WASHINGTON (Reuters) - The U.S. lawmaker who was President Donald Trump’s pick for drug czar withdrew on Tuesday after it became public he spearheaded a bill that hurt the government’s ability to crack down on opioid makers flooding the market with the addictive painkillers.
Trump had pegged Representative Tom Marino, a Republican from Pennsylvania, to lead the Office of National Drug Control Policy, as the administration faces an epidemic of opioid overdoses that is killing tens of thousands of Americans annually. The position required Senate confirmation.
Trump wrote on Twitter: “Rep. Tom Marino has informed me that he is withdrawing his name from consideration as drug czar. Tom is a fine man and a great Congressman!”
Marino worked as a federal prosecutor under Republican former President George W. Bush, was elected to the House of Representatives in 2010 and served on Trump’s transition team after the Republican president was elected last November.
A spokeswoman for Marino said the congressman had no immediate comment.
Trump has been criticized for his response to the epidemic. He has yet to declare the epidemic a national emergency as he pledged to do on Aug. 10 following a recommendation by a presidential commission.
Asked about that at a news conference on Monday, Trump said he would make the declaration next week. That would boost funding, expand access to various forms of treatment and give the government more flexibility in taking steps to expedite action.
Nine months into his presidency, Trump has not named a chief for the Drug Enforcement Administration, currently headed by an acting administrator.
According to the U.S. Centers for Disease Control and Prevention, opioids were responsible for more than 33,000 U.S. deaths in 2015, the latest year for which data is available. Estimates show the death rate has continued rising.
The Washington Post and the CBS program “60 Minutes” published an investigation on Sunday that showed Marino had worked to weaken federal efforts to slow the flow of opioid drugs.
The legislation championed by Marino, which was passed by Congress and signed into law last year by Democratic President Barack Obama, was the product of a drug industry quest to weaken the DEA’s authority to stem the flow of painkillers to the black market.
The law made it almost impossible for the DEA to freeze suspicious narcotics shipments, according to government documents cited by the Post.
Senate Democratic leader Chuck Schumer called Marino’s withdrawal “the right decision,” but added that “the fact that he was nominated in the first place is further evidence that when it comes to the opioid crisis, the Trump administration talks the talk, but refuses to walk the walk.”
No. 2 U.S. Justice Department official Rod Rosenstein, asked about the Marino-backed law during a news conference announcing indictments against accused Chinese fentanyl traffickers, said the Trump administration will review the law.
Rosenstein said he was “not prepared to answer” whether the administration will ask Congress to repeal it.
“We are going to look into these issues ... about what tools DEA has available to it.

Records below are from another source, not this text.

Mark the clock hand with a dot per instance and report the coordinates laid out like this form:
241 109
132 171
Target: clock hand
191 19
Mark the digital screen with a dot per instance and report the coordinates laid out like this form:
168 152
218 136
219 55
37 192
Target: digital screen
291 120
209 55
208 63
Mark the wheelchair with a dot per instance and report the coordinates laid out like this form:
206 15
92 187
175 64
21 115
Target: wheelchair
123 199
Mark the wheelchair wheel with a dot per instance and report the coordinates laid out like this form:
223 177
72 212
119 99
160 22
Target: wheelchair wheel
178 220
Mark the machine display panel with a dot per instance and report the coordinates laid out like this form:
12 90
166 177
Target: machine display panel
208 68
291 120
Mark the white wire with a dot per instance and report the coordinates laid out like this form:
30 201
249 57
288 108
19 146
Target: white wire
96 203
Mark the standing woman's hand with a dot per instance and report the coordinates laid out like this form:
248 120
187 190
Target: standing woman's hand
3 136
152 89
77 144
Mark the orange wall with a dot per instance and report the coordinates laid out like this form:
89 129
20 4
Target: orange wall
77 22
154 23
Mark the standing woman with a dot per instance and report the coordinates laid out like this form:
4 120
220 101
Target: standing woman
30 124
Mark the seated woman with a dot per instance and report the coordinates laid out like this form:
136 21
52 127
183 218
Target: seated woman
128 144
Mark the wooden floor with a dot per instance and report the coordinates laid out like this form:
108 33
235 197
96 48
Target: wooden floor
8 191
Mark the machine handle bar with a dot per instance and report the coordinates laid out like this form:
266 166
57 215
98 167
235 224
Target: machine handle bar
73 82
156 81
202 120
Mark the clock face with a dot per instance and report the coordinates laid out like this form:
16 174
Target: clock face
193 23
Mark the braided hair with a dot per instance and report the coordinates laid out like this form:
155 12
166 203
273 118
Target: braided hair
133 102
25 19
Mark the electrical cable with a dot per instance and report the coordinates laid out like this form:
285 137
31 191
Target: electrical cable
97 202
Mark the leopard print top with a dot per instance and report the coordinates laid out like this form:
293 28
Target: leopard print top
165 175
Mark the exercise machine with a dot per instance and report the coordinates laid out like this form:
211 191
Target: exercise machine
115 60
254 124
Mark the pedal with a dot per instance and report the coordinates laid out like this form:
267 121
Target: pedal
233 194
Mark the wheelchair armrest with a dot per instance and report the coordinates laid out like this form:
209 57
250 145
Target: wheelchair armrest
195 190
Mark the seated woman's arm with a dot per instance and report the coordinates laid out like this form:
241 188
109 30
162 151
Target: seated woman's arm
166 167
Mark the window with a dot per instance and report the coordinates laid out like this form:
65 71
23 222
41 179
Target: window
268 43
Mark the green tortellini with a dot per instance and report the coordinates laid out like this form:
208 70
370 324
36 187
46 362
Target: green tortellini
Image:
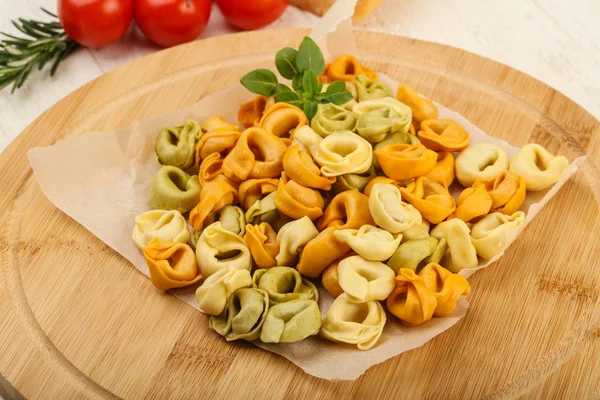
176 145
331 118
284 284
415 254
243 316
173 189
368 89
353 181
291 322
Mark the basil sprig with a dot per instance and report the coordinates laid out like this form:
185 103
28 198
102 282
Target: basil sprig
302 67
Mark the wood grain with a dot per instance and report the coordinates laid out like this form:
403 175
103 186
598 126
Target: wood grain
78 321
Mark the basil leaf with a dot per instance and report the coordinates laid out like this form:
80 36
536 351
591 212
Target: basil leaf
260 81
309 57
280 87
339 98
336 87
286 96
285 61
310 82
310 109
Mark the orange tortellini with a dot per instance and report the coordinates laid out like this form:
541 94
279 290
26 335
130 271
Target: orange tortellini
443 135
171 264
257 154
405 161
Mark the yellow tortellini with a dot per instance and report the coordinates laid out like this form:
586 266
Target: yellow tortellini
177 146
494 232
344 153
538 166
481 161
166 226
370 242
363 280
460 253
331 119
389 212
292 237
218 248
416 253
284 284
354 323
243 316
369 89
291 321
212 294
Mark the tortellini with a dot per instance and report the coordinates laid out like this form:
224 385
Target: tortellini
473 202
176 146
212 294
262 241
538 166
446 287
405 161
363 280
411 301
173 189
250 113
218 248
370 242
300 167
284 284
243 316
331 119
344 153
166 226
443 135
297 201
257 154
507 190
369 89
494 232
255 189
460 253
282 119
481 161
416 253
422 108
389 212
433 200
346 68
214 197
171 264
292 237
354 323
443 172
291 322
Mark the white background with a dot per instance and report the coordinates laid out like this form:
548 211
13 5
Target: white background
556 41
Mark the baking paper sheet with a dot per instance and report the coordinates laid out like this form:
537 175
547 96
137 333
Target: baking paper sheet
101 180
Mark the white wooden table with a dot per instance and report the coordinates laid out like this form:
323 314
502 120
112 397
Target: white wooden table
556 41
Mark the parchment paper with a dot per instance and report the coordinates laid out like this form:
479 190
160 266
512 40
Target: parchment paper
102 181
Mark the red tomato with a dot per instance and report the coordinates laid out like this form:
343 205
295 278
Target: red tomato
95 23
172 22
252 14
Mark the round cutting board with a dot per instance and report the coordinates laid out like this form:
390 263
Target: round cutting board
77 320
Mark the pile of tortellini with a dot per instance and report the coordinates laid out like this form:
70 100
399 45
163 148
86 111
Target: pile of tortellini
358 197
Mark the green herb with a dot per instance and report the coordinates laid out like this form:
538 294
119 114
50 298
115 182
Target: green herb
302 67
46 42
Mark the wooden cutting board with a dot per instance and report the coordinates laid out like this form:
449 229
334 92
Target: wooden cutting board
77 320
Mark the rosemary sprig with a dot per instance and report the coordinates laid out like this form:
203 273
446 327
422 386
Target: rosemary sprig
44 42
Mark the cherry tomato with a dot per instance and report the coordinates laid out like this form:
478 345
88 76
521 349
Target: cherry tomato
172 22
95 23
251 14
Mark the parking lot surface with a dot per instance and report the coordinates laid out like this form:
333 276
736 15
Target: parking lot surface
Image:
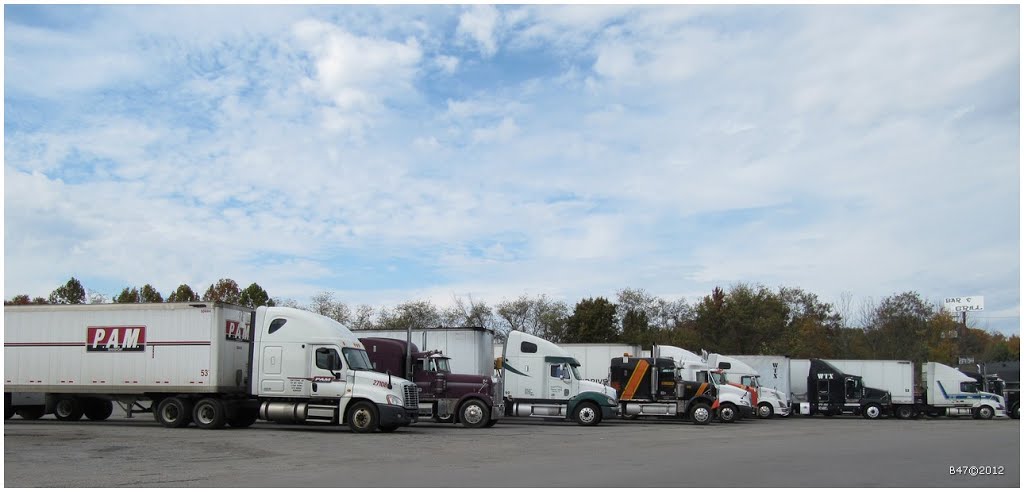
517 452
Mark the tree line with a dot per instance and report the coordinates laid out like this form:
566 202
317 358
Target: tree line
743 320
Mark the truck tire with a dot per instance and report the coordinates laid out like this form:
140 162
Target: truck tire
473 414
363 417
245 418
96 409
727 413
210 413
700 414
174 412
34 412
587 413
69 409
904 411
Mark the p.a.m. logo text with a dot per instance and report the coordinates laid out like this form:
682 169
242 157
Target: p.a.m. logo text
116 338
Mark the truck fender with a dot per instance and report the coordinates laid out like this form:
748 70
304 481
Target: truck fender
599 398
489 402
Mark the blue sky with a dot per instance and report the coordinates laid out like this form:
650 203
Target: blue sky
403 153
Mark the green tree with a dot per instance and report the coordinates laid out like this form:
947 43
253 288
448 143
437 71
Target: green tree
70 293
418 314
150 294
636 328
182 294
20 299
225 290
812 329
593 321
128 296
899 328
254 296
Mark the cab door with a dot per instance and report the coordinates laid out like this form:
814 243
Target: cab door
559 381
327 373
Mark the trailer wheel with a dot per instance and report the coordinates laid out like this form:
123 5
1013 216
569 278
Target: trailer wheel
174 412
700 414
473 414
587 413
34 412
904 411
69 409
246 417
727 413
96 409
209 413
363 417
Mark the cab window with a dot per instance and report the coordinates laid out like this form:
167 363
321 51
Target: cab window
328 359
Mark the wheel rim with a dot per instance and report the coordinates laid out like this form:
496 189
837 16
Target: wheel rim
361 418
206 414
587 414
473 414
170 413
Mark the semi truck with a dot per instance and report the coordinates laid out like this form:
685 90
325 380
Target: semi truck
541 379
208 363
819 387
649 386
734 403
469 347
472 400
769 401
1001 378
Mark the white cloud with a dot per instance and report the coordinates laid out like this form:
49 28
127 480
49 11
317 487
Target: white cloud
357 72
479 24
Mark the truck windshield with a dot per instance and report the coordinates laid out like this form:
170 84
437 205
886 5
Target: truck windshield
576 372
439 364
357 360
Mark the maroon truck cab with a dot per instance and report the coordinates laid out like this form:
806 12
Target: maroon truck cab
473 400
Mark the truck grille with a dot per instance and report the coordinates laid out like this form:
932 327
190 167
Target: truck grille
412 395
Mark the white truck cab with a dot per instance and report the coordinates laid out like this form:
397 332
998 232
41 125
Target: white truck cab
306 364
733 402
543 380
953 393
770 401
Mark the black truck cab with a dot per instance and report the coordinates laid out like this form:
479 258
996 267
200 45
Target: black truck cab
832 392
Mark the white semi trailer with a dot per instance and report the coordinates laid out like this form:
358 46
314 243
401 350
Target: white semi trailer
770 401
210 363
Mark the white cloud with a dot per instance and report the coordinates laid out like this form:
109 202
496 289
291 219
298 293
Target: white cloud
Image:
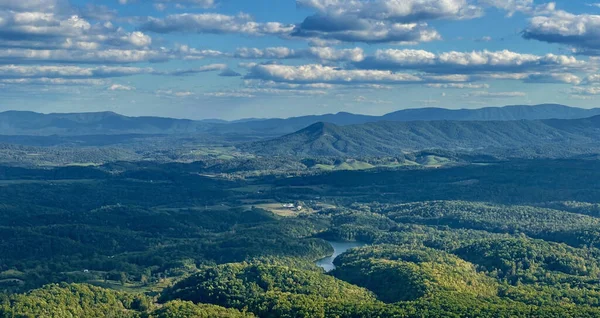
511 6
315 73
201 69
119 87
486 94
458 85
466 62
66 71
320 53
405 11
174 93
199 3
582 31
214 23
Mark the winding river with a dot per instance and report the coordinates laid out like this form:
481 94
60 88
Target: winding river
338 248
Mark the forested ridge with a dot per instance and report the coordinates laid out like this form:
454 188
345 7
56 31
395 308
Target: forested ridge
504 239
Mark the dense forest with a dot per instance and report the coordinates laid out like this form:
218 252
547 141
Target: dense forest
502 239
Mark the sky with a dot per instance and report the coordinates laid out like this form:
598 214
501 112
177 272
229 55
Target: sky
233 59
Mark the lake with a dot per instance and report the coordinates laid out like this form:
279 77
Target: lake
338 248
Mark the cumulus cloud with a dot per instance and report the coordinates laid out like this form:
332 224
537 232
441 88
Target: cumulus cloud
466 62
511 6
68 71
54 81
403 11
214 23
173 93
550 78
380 21
119 87
199 3
486 94
315 73
320 53
201 69
582 31
585 91
458 85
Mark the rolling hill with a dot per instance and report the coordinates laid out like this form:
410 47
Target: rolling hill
394 138
109 123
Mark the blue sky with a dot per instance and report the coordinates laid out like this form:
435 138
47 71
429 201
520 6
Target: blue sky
279 58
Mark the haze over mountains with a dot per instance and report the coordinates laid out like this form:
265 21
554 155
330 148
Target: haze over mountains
109 123
549 128
395 138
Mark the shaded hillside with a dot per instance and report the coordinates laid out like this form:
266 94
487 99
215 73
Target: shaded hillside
285 126
102 123
393 138
515 112
109 123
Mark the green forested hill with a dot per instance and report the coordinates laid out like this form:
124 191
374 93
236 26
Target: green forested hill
143 240
394 138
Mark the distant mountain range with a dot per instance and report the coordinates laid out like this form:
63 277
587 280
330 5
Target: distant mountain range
109 123
395 138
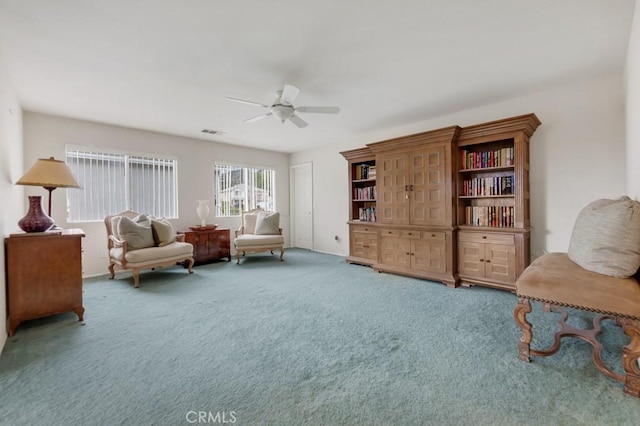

And if we conclude they don’t have the appropriate tools, then we will seek more tools,” Rosenstein said.
The Justice Department announced the indictments of two major Chinese drug traffickers on charges of illegally making and selling fentanyl, a highly addictive synthetic opioid painkiller 50 times more potent than heroin, to Americans over the internet.
The department said it charged Xiaobing Yan, 40, and Jian Zhang, 38, with conspiring to distribute large quantities of fentanyl and chemically similar drugs. It said Zhang’s actions led to four deaths.
It said these investigations revealed a new and disturbing facet of the opioid crisis, that fentanyl is being sent in highly pure shipments from factories in China directly to U.S. customers who buy it over the internet.
Trump’s opioid commission, headed by Republican New Jersey Governor Chris Christie, cited government data showing that since 1999 U.S. opioid overdoses have quadrupled, adding that nearly two-thirds of U.S. drug overdoses were linked to opioids such as heroin and the powerful painkillers Percocet, OxyContin and fentanyl.